Positive epistasis drives the acquisition of multidrug resistance

Abstract

The evolution of multiple antibiotic resistance is an increasing global problem. Resistance mutations are known to impair fitness, and the evolution of resistance to multiple drugs depends both on their costs individually and on how they interact--epistasis. Information on the level of epistasis between antibiotic resistance mutations is of key importance to understanding epistasis amongst deleterious alleles, a key theoretical question, and to improving public health measures. Here we show that in an antibiotic-free environment the cost of multiple resistance is smaller than expected, a signature of pervasive positive epistasis among alleles that confer resistance to antibiotics. Competition assays reveal that the cost of resistance to a given antibiotic is dependent on the presence of resistance alleles for other antibiotics. Surprisingly we find that a significant fraction of resistant mutations can be beneficial in certain resistant genetic backgrounds, that some double resistances entail no measurable cost, and that some allelic combinations are hotspots for rapid compensation. These results provide additional insight as to why multi-resistant bacteria are so prevalent and reveal an extra layer of complexity on epistatic patterns previously unrecognized, since it is hidden in genome-wide studies of genetic interactions using gene knockouts.

Figure 1. Distribution of fitness costs of single and double mutants indicative of positive epistasis.

(A) Distribution of fitness costs of clones carrying single point mutations that confer resistance to streptomycin (black), rifampicin (dark grey) and nalidixic acid (light grey). (B) Distribution of fitness costs of clones carrying double resistance to streptomycin/rifampicin (black), rifampicin/nalidixic acid (dark grey) and streptomycin/nalidixic acid (light grey). The mean fitness cost of double resistants is less than twice the mean cost of single resistance mutations.

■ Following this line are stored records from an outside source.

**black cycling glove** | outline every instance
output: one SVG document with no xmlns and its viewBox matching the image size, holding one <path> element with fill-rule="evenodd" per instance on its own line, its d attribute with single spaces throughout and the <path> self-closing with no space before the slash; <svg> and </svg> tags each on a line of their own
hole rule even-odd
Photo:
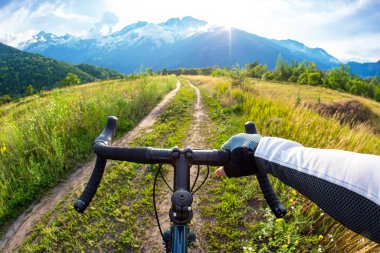
<svg viewBox="0 0 380 253">
<path fill-rule="evenodd" d="M 259 173 L 254 153 L 261 136 L 241 133 L 231 137 L 222 149 L 231 151 L 231 161 L 224 166 L 228 177 L 242 177 Z"/>
</svg>

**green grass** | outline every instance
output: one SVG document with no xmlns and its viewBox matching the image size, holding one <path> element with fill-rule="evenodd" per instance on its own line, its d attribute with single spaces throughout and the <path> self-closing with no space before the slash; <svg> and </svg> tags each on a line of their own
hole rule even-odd
<svg viewBox="0 0 380 253">
<path fill-rule="evenodd" d="M 131 146 L 180 145 L 188 133 L 194 102 L 193 89 L 184 85 L 153 130 L 134 140 Z M 98 133 L 100 130 L 101 127 Z M 21 252 L 141 251 L 146 230 L 158 229 L 151 197 L 155 171 L 155 166 L 112 163 L 83 215 L 72 206 L 78 190 L 37 224 Z"/>
<path fill-rule="evenodd" d="M 0 107 L 0 228 L 88 159 L 109 115 L 133 128 L 173 89 L 174 76 L 92 83 Z"/>
<path fill-rule="evenodd" d="M 265 83 L 248 82 L 244 87 L 234 88 L 228 79 L 189 79 L 200 85 L 217 126 L 209 136 L 214 148 L 219 148 L 231 135 L 243 132 L 244 123 L 253 120 L 264 136 L 291 139 L 309 147 L 380 153 L 379 135 L 366 126 L 350 128 L 307 108 L 295 107 L 298 90 L 294 90 L 293 98 L 279 92 L 287 85 L 270 84 L 272 89 L 261 89 Z M 310 90 L 305 93 L 314 95 Z M 338 98 L 339 93 L 334 96 Z M 271 214 L 255 177 L 208 182 L 208 195 L 201 206 L 202 215 L 209 220 L 205 234 L 210 252 L 379 250 L 375 243 L 337 224 L 292 188 L 273 177 L 270 179 L 288 210 L 284 219 L 276 220 Z"/>
<path fill-rule="evenodd" d="M 215 126 L 214 133 L 206 136 L 213 148 L 220 148 L 231 135 L 244 131 L 246 121 L 254 120 L 264 136 L 283 137 L 309 147 L 380 153 L 379 135 L 365 125 L 341 125 L 307 108 L 295 107 L 297 86 L 249 80 L 237 88 L 224 78 L 189 79 L 201 88 L 204 105 Z M 319 94 L 321 91 L 314 91 L 312 87 L 301 86 L 300 91 L 303 100 L 315 100 L 319 96 L 322 102 L 327 100 Z M 330 95 L 334 101 L 347 96 L 338 92 Z M 154 129 L 141 135 L 132 145 L 180 146 L 189 130 L 194 100 L 192 89 L 187 85 L 181 88 Z M 369 103 L 374 112 L 377 106 Z M 124 118 L 126 116 L 119 116 L 120 121 Z M 99 123 L 94 130 L 95 136 L 103 124 Z M 81 189 L 78 189 L 37 224 L 21 251 L 142 251 L 146 230 L 155 226 L 151 200 L 155 170 L 153 166 L 113 163 L 84 215 L 72 207 L 73 200 L 80 194 Z M 288 210 L 284 219 L 275 219 L 272 215 L 255 177 L 217 179 L 211 175 L 199 204 L 204 218 L 200 236 L 205 237 L 208 252 L 380 250 L 375 243 L 334 222 L 292 188 L 273 177 L 270 180 Z"/>
</svg>

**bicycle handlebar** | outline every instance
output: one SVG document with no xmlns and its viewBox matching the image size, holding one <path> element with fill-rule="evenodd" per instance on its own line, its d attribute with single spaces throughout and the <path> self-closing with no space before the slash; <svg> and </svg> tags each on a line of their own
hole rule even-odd
<svg viewBox="0 0 380 253">
<path fill-rule="evenodd" d="M 97 155 L 95 168 L 82 195 L 74 203 L 74 208 L 79 213 L 83 213 L 86 210 L 94 197 L 103 177 L 107 159 L 143 164 L 174 164 L 179 154 L 183 153 L 191 165 L 224 166 L 231 160 L 231 154 L 226 150 L 179 150 L 178 148 L 157 149 L 150 147 L 130 148 L 109 146 L 115 133 L 116 123 L 116 117 L 108 117 L 106 127 L 95 139 L 93 144 L 93 150 Z"/>
<path fill-rule="evenodd" d="M 82 195 L 74 203 L 74 208 L 79 213 L 83 213 L 86 210 L 94 197 L 103 177 L 107 159 L 143 164 L 165 163 L 174 165 L 176 159 L 182 154 L 186 156 L 190 165 L 211 166 L 224 166 L 231 160 L 231 153 L 226 150 L 191 150 L 189 148 L 179 150 L 177 147 L 173 149 L 157 149 L 150 147 L 130 148 L 109 146 L 115 134 L 116 124 L 116 117 L 108 117 L 103 132 L 95 139 L 93 144 L 93 150 L 97 155 L 95 168 Z M 257 133 L 253 122 L 247 122 L 245 129 L 247 133 Z M 259 173 L 257 179 L 272 212 L 277 218 L 283 217 L 286 210 L 274 193 L 267 175 Z"/>
</svg>

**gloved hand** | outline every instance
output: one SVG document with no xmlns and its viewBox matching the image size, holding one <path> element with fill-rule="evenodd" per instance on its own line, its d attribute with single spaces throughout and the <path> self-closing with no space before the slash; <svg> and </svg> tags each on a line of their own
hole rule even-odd
<svg viewBox="0 0 380 253">
<path fill-rule="evenodd" d="M 231 152 L 231 161 L 216 170 L 217 176 L 242 177 L 259 173 L 254 153 L 261 136 L 258 134 L 240 133 L 232 136 L 222 149 Z"/>
</svg>

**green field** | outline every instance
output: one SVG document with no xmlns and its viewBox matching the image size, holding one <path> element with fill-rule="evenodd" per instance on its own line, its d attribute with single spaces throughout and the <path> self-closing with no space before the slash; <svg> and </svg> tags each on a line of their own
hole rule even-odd
<svg viewBox="0 0 380 253">
<path fill-rule="evenodd" d="M 132 129 L 175 86 L 141 77 L 58 89 L 0 107 L 0 226 L 16 217 L 91 154 L 109 115 Z"/>
<path fill-rule="evenodd" d="M 325 89 L 249 80 L 243 87 L 232 87 L 229 79 L 189 77 L 202 87 L 209 113 L 218 126 L 210 141 L 220 147 L 229 136 L 243 131 L 248 120 L 256 123 L 264 136 L 297 141 L 308 147 L 335 148 L 380 154 L 380 136 L 366 125 L 350 127 L 336 119 L 319 116 L 302 106 L 295 106 L 299 89 L 305 100 L 340 101 L 352 95 Z M 374 112 L 379 103 L 364 101 Z M 377 117 L 379 115 L 377 114 Z M 250 252 L 357 252 L 380 250 L 376 243 L 336 224 L 306 198 L 272 178 L 275 191 L 288 210 L 284 219 L 275 219 L 264 204 L 256 180 L 233 179 L 222 183 L 210 181 L 202 214 L 211 219 L 206 232 L 210 251 Z M 213 200 L 213 201 L 210 201 Z M 210 204 L 211 202 L 211 204 Z M 210 216 L 210 214 L 212 214 Z M 242 239 L 244 238 L 244 239 Z"/>
<path fill-rule="evenodd" d="M 137 138 L 131 146 L 179 145 L 188 132 L 194 101 L 194 91 L 186 85 L 182 87 L 153 131 Z M 84 215 L 78 214 L 72 204 L 79 197 L 82 190 L 79 189 L 67 196 L 71 201 L 63 200 L 37 224 L 21 251 L 141 250 L 144 240 L 150 236 L 145 232 L 157 229 L 151 195 L 155 170 L 156 166 L 114 162 L 107 168 L 101 187 Z"/>
<path fill-rule="evenodd" d="M 192 124 L 195 103 L 195 92 L 186 84 L 186 79 L 201 89 L 205 112 L 211 120 L 209 128 L 212 131 L 204 136 L 207 147 L 220 148 L 231 135 L 244 131 L 246 121 L 253 120 L 264 136 L 287 138 L 308 147 L 380 154 L 380 135 L 375 131 L 380 122 L 380 104 L 377 102 L 319 87 L 256 79 L 248 79 L 242 86 L 233 86 L 229 78 L 204 76 L 183 77 L 182 88 L 152 130 L 139 136 L 131 145 L 183 147 Z M 11 211 L 18 207 L 10 205 L 13 202 L 9 199 L 15 201 L 15 196 L 23 196 L 24 199 L 14 203 L 30 203 L 42 195 L 43 191 L 36 188 L 51 187 L 79 161 L 86 160 L 91 142 L 100 133 L 108 115 L 116 115 L 122 119 L 120 122 L 124 122 L 118 126 L 118 136 L 121 136 L 122 132 L 136 125 L 162 95 L 174 87 L 175 82 L 174 77 L 101 82 L 56 90 L 41 97 L 25 98 L 20 104 L 0 107 L 1 127 L 7 130 L 0 134 L 0 144 L 6 147 L 0 155 L 8 158 L 2 159 L 0 165 L 4 166 L 1 168 L 3 174 L 5 171 L 10 175 L 0 178 L 7 186 L 2 188 L 3 195 L 0 195 L 3 203 L 8 203 L 3 208 L 3 217 L 9 219 Z M 374 121 L 370 125 L 342 124 L 297 102 L 317 103 L 319 100 L 332 103 L 352 99 L 373 112 Z M 45 140 L 44 145 L 39 145 L 40 140 Z M 38 148 L 31 148 L 35 146 Z M 20 161 L 12 160 L 15 155 L 11 156 L 11 151 L 17 151 L 14 153 L 17 156 L 21 153 L 27 156 Z M 39 162 L 36 162 L 37 158 Z M 36 166 L 28 167 L 32 165 Z M 83 215 L 76 213 L 72 206 L 82 190 L 78 189 L 37 223 L 20 250 L 149 250 L 144 244 L 151 236 L 147 231 L 156 228 L 151 200 L 155 172 L 155 166 L 114 162 L 105 172 L 97 195 Z M 28 186 L 24 181 L 18 182 L 16 179 L 19 178 L 30 180 Z M 198 236 L 205 241 L 208 252 L 380 250 L 377 244 L 334 222 L 296 191 L 273 177 L 270 179 L 288 210 L 284 219 L 275 219 L 271 214 L 255 177 L 218 179 L 211 176 L 199 193 L 199 209 L 196 210 L 202 217 L 202 224 L 198 225 L 202 226 L 203 233 Z M 18 192 L 20 186 L 24 186 L 21 187 L 23 191 Z M 161 191 L 163 185 L 159 185 Z"/>
</svg>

Figure 2. Evidence for positive epistasis.

(A) Relation between the observed fitness of the double resistance genotypes and the expected fitness under the assumption of no epistasis. (B) Distribution of the epistasis level ε, whose median is 0.025 with bootstrap confidence interval [0.016, 0.032], showing positive epistasis. (C) Allelic dependence of epistasis between the rpsL, rpoB and gyrA (positive epistasis in light grey, negative dark grey and not significant in white. Black indicates combinations of alleles for which there was a low efficiency of transduction - synthetic sub-lethals).

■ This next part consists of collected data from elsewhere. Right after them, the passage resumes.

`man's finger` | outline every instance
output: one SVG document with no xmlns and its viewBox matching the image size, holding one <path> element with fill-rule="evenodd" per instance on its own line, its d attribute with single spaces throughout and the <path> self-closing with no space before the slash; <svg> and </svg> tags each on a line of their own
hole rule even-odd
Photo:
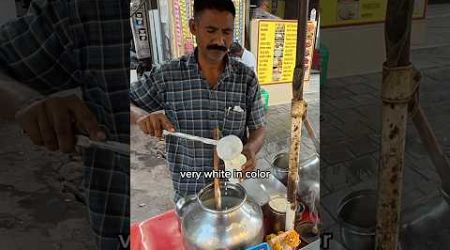
<svg viewBox="0 0 450 250">
<path fill-rule="evenodd" d="M 41 137 L 41 131 L 39 130 L 39 124 L 37 120 L 28 120 L 22 123 L 22 128 L 25 133 L 30 137 L 34 145 L 43 146 L 44 141 Z"/>
<path fill-rule="evenodd" d="M 154 136 L 155 135 L 155 131 L 153 129 L 153 125 L 152 125 L 152 122 L 150 121 L 150 119 L 147 118 L 145 120 L 145 126 L 147 127 L 148 134 L 151 135 L 151 136 Z"/>
<path fill-rule="evenodd" d="M 158 117 L 154 117 L 152 120 L 152 126 L 154 130 L 154 136 L 161 138 L 162 136 L 162 120 Z"/>
<path fill-rule="evenodd" d="M 95 115 L 89 110 L 85 103 L 78 98 L 74 98 L 69 104 L 69 109 L 75 115 L 77 122 L 89 133 L 91 139 L 97 141 L 106 139 L 106 135 L 100 129 Z"/>
<path fill-rule="evenodd" d="M 145 134 L 148 134 L 148 127 L 147 127 L 147 119 L 148 117 L 141 117 L 136 120 L 136 124 L 139 126 L 139 128 L 144 132 Z"/>
<path fill-rule="evenodd" d="M 163 128 L 170 132 L 175 132 L 175 126 L 167 119 L 166 116 L 161 117 L 161 123 L 163 125 Z"/>
<path fill-rule="evenodd" d="M 49 150 L 55 151 L 58 149 L 58 141 L 56 140 L 55 131 L 52 124 L 48 120 L 45 111 L 38 114 L 39 132 L 41 133 L 42 141 L 45 147 Z"/>
<path fill-rule="evenodd" d="M 74 150 L 75 138 L 69 110 L 61 107 L 53 107 L 51 116 L 59 149 L 64 153 L 72 152 Z"/>
<path fill-rule="evenodd" d="M 255 169 L 254 161 L 253 160 L 247 161 L 244 165 L 242 165 L 241 169 L 245 176 L 245 173 L 251 172 Z"/>
<path fill-rule="evenodd" d="M 145 134 L 148 134 L 148 129 L 145 121 L 141 121 L 137 123 L 139 128 L 144 132 Z"/>
</svg>

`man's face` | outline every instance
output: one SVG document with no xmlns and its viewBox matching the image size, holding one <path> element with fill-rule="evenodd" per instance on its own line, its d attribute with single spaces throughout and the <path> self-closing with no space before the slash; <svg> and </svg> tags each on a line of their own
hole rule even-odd
<svg viewBox="0 0 450 250">
<path fill-rule="evenodd" d="M 190 21 L 199 52 L 210 62 L 221 62 L 233 42 L 234 17 L 228 11 L 204 10 Z"/>
</svg>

Figure 3. Evidence for sign epistasis amongst alleles conferring resistance.

Sign epistasis occurs when the fitness of the double mutant (white bar) is greater than the fitness of at least one single mutant (dark grey and light grey bars). The genotypes of the double mutants where we found sign epistasis are indicated below the bars and the P values of the Wilcoxon test are indicated above the bars.

Figure 4. Mutational spectrum and frequency of spontaneous double resistance mutations.

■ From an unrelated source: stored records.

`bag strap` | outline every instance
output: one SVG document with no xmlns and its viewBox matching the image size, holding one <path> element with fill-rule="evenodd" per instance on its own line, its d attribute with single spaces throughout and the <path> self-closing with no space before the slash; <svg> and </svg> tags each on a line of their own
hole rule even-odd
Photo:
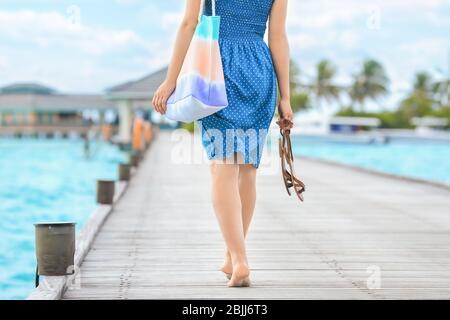
<svg viewBox="0 0 450 320">
<path fill-rule="evenodd" d="M 198 20 L 200 21 L 200 18 L 203 15 L 203 11 L 205 10 L 205 0 L 201 0 L 200 2 L 200 12 L 198 14 Z M 212 15 L 216 15 L 216 0 L 211 0 L 211 11 Z"/>
</svg>

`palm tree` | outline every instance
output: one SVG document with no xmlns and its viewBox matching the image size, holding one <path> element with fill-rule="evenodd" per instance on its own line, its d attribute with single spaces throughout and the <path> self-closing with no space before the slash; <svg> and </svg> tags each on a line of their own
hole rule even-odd
<svg viewBox="0 0 450 320">
<path fill-rule="evenodd" d="M 446 106 L 450 108 L 450 54 L 448 57 L 448 70 L 447 72 L 438 70 L 441 80 L 434 83 L 433 92 L 437 97 L 439 107 Z"/>
<path fill-rule="evenodd" d="M 294 60 L 290 61 L 289 78 L 291 90 L 291 106 L 294 112 L 310 108 L 310 98 L 299 82 L 300 68 Z"/>
<path fill-rule="evenodd" d="M 300 76 L 300 68 L 294 60 L 289 61 L 289 86 L 292 92 L 296 92 L 299 89 L 298 78 Z"/>
<path fill-rule="evenodd" d="M 432 91 L 440 106 L 450 106 L 450 79 L 443 79 L 433 84 Z"/>
<path fill-rule="evenodd" d="M 429 73 L 419 72 L 415 75 L 411 96 L 428 100 L 437 108 L 445 106 L 450 101 L 450 79 L 434 81 Z"/>
<path fill-rule="evenodd" d="M 333 80 L 337 69 L 329 60 L 322 60 L 317 64 L 316 75 L 310 84 L 310 89 L 316 98 L 317 104 L 322 108 L 322 102 L 339 101 L 340 87 Z"/>
<path fill-rule="evenodd" d="M 418 72 L 415 75 L 413 95 L 429 98 L 432 91 L 432 79 L 427 72 Z"/>
<path fill-rule="evenodd" d="M 386 95 L 388 84 L 389 79 L 383 66 L 378 61 L 367 60 L 361 71 L 354 76 L 349 95 L 353 104 L 359 104 L 363 109 L 367 100 L 377 101 L 379 97 Z"/>
<path fill-rule="evenodd" d="M 430 114 L 433 107 L 433 81 L 427 72 L 418 72 L 414 78 L 412 91 L 400 104 L 397 114 L 405 124 L 413 117 Z"/>
<path fill-rule="evenodd" d="M 311 99 L 306 92 L 298 92 L 291 96 L 292 111 L 297 112 L 311 108 Z"/>
</svg>

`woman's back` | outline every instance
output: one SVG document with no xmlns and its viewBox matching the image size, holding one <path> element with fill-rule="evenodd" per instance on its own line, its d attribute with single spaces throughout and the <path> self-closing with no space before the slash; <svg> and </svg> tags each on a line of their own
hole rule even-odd
<svg viewBox="0 0 450 320">
<path fill-rule="evenodd" d="M 211 1 L 205 2 L 206 15 L 212 14 Z M 272 57 L 263 40 L 273 2 L 215 1 L 216 15 L 220 16 L 219 45 L 228 107 L 202 119 L 203 143 L 210 159 L 229 158 L 237 152 L 247 163 L 259 166 L 263 149 L 259 141 L 266 136 L 277 96 Z M 245 137 L 237 137 L 235 144 L 224 141 L 222 145 L 221 139 L 208 134 L 219 130 L 226 137 L 230 131 L 248 129 L 257 131 L 256 140 L 251 139 L 248 144 Z"/>
<path fill-rule="evenodd" d="M 221 38 L 263 39 L 274 0 L 216 0 L 216 15 L 221 18 Z M 211 15 L 211 0 L 205 14 Z"/>
</svg>

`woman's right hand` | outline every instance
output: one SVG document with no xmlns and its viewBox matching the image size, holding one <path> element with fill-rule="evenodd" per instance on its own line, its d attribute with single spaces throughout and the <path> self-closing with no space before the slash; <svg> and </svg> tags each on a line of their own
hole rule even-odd
<svg viewBox="0 0 450 320">
<path fill-rule="evenodd" d="M 153 95 L 152 104 L 157 112 L 165 114 L 167 109 L 167 100 L 175 90 L 176 83 L 164 81 Z"/>
</svg>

Given the genetic background of the first mutation (column) the frequency of the second mutation (raw) appears as percentage in grey scale gradient. For a given background the percentage of mutations in the second locus adds up to 100%, in most cases, except when the second mutation occurred in a different gene. The percentage of the occurrence of each mutation in a wild-type background is also shown in the third column.